Red Bull Holden Racing Team boss Roland Dane says closing the Supercars season out at Mount Panorama presents both a unique opportunity and a challenge for the championship.
The last time the Australian Touring Car Championship as it was then known raced at Mount Panorama twice in one season was 1996.
However, the Bathurst 1000 that year didn’t count towards the championship standings.
It means the 2020/21 championship will mark the first time Supercars hosts two points-paying rounds at the circuit in a season.
Speaking with Speedcafe.com, Dane said the event will need to be distinctly different from the annual 1000 km race.
“Bathurst is a special place any time you go there,” said Dane.
“I’m not sure what the format will be when we get there for that weekend in terms of days or what the races look like, there’s plenty of time still to decide that.
“Clearly it needs to be different from the Bathurst 1000. You don’t want to undermine that.”
When the then known Australian Touring Car Championship raced at Mount Panorama in 1996 the weekend comprised three days with three races, each lasting 10 laps (60 km).
The year prior saw just two races, each lasting 15 laps (93 km).
Dane said the event could provide fans with a chance to see Supercars who might not have otherwise been able to attend the Bathurst 1000 due to the ongoing coronavirus pandemic.
“It could also be an opportunity for all our fans to come out where in October it might be too soon for some of them or might not be practical to have lots of fans there,” added Dane.
“We might be limited on what we can do.
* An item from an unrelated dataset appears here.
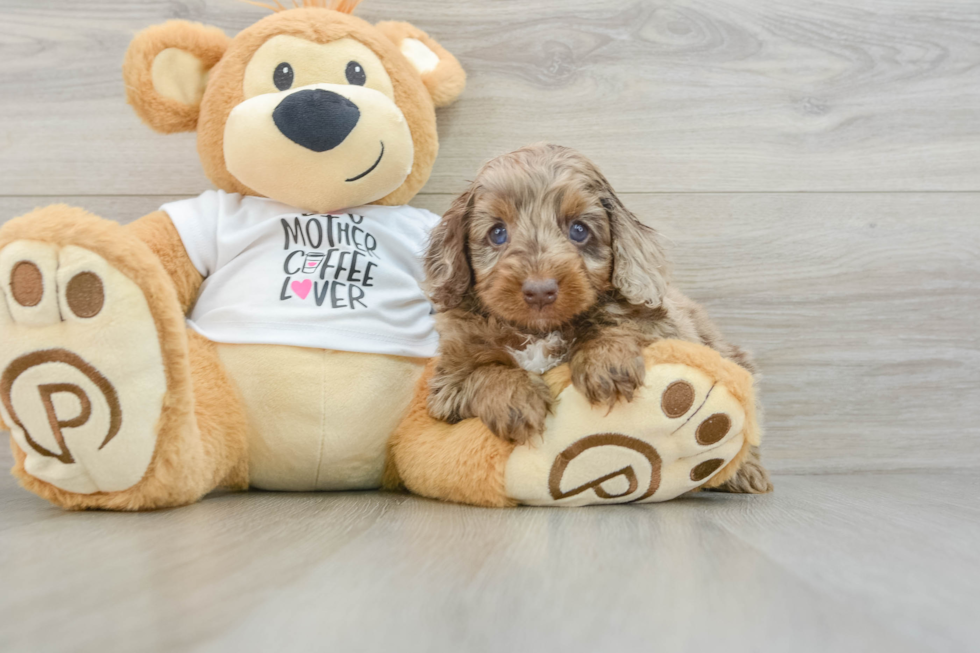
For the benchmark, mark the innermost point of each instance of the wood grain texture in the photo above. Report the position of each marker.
(882, 562)
(691, 95)
(861, 308)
Therefore, having a second chance for them to come and watch Supercars in action at Bathurst in February could be a very good solution.”
As it stands, interstate travel restrictions are in place across most States and Territories.
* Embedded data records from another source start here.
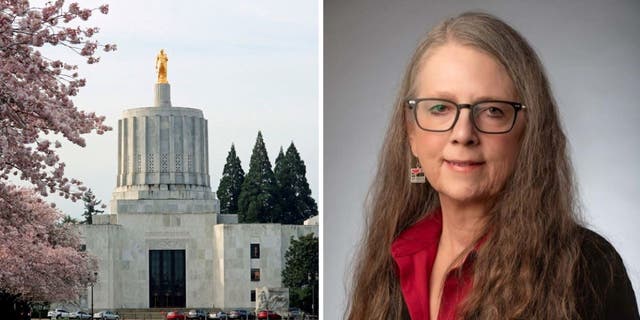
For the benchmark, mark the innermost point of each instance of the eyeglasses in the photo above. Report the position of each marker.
(439, 115)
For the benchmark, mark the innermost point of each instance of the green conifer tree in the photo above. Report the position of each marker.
(295, 194)
(258, 200)
(300, 274)
(91, 205)
(231, 183)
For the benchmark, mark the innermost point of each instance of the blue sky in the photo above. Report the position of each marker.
(249, 65)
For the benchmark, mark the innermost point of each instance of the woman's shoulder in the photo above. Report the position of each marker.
(603, 289)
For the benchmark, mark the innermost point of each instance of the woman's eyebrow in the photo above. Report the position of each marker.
(450, 96)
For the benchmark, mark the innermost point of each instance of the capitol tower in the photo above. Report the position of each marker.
(164, 243)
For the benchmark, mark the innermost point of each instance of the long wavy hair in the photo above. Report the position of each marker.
(523, 270)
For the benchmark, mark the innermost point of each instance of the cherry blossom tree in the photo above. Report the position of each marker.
(36, 91)
(39, 256)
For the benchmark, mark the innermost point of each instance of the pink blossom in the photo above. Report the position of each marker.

It could be several months before border restrictions are eased, meaning some spectators from outside of New South Wales might not be able to attend the October event.
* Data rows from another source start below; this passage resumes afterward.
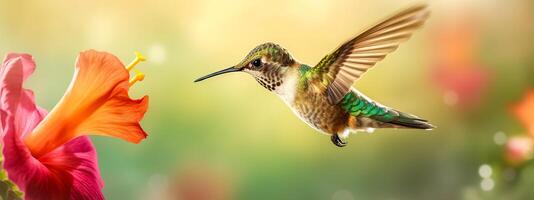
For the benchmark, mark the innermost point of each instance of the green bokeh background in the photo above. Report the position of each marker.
(233, 126)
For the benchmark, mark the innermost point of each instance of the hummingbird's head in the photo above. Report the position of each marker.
(267, 63)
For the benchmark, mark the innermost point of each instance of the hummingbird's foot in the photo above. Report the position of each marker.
(337, 140)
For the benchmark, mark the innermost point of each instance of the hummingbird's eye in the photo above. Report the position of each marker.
(256, 63)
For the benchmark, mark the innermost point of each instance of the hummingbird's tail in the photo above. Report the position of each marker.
(410, 121)
(392, 119)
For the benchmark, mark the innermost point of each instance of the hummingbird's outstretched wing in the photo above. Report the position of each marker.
(337, 71)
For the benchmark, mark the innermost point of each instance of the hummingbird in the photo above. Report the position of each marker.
(322, 96)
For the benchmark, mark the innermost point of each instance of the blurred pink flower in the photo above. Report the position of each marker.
(48, 155)
(518, 150)
(524, 111)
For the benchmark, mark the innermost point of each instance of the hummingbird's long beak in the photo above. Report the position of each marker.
(224, 71)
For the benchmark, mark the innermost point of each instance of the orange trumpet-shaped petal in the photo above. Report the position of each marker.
(96, 103)
(524, 111)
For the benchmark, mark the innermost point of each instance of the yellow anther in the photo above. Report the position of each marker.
(137, 60)
(138, 77)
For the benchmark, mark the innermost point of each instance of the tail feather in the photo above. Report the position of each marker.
(410, 121)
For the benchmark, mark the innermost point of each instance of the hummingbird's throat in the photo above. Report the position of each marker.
(139, 76)
(269, 83)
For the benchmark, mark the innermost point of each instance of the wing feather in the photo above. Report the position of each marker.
(337, 71)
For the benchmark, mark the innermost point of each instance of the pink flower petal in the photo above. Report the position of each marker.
(69, 171)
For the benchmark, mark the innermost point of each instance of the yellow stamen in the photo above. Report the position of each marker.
(138, 58)
(139, 76)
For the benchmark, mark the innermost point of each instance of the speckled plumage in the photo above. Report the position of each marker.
(323, 96)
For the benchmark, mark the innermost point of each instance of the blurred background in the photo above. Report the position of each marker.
(469, 71)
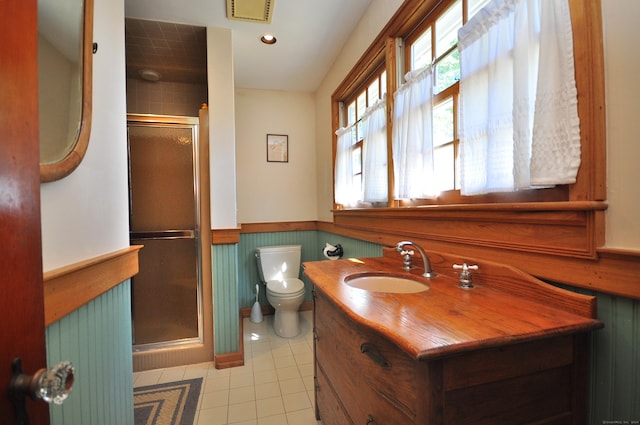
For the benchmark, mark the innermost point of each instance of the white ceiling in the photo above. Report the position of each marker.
(310, 35)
Supercars has signalled its hopes to have spectators attend the Great Race and echoed Dane’s sentiment that the new February event mustn’t compete with the Bathurst 1000.
“We’re buoyed by some of the conversations that we’re having with the state governments and are excited for both Winton and Bathurst to see Stage 2, the ability for campgrounds to open,” said Seamer.
“We’ll be working with both of those state governments on camping plans for those events.
“You certainly wouldn’t want to try and replicate the Bathurst 1000,” he added.
“There’s a tremendous opportunity going into Bathurst a second time, but tremendous risk as well, so we’re going to have to make sure it’s different.”
As yet no race formats have been confirmed for the forthcoming rounds of the championship, which is set to resume at Sydney Motorsport Park on June 27-28.
The Virgin Australia Supercars Championship concludes at Mount Panorama on February 5-7 in support of the Liqui-Moly Bathurst 12 Hour.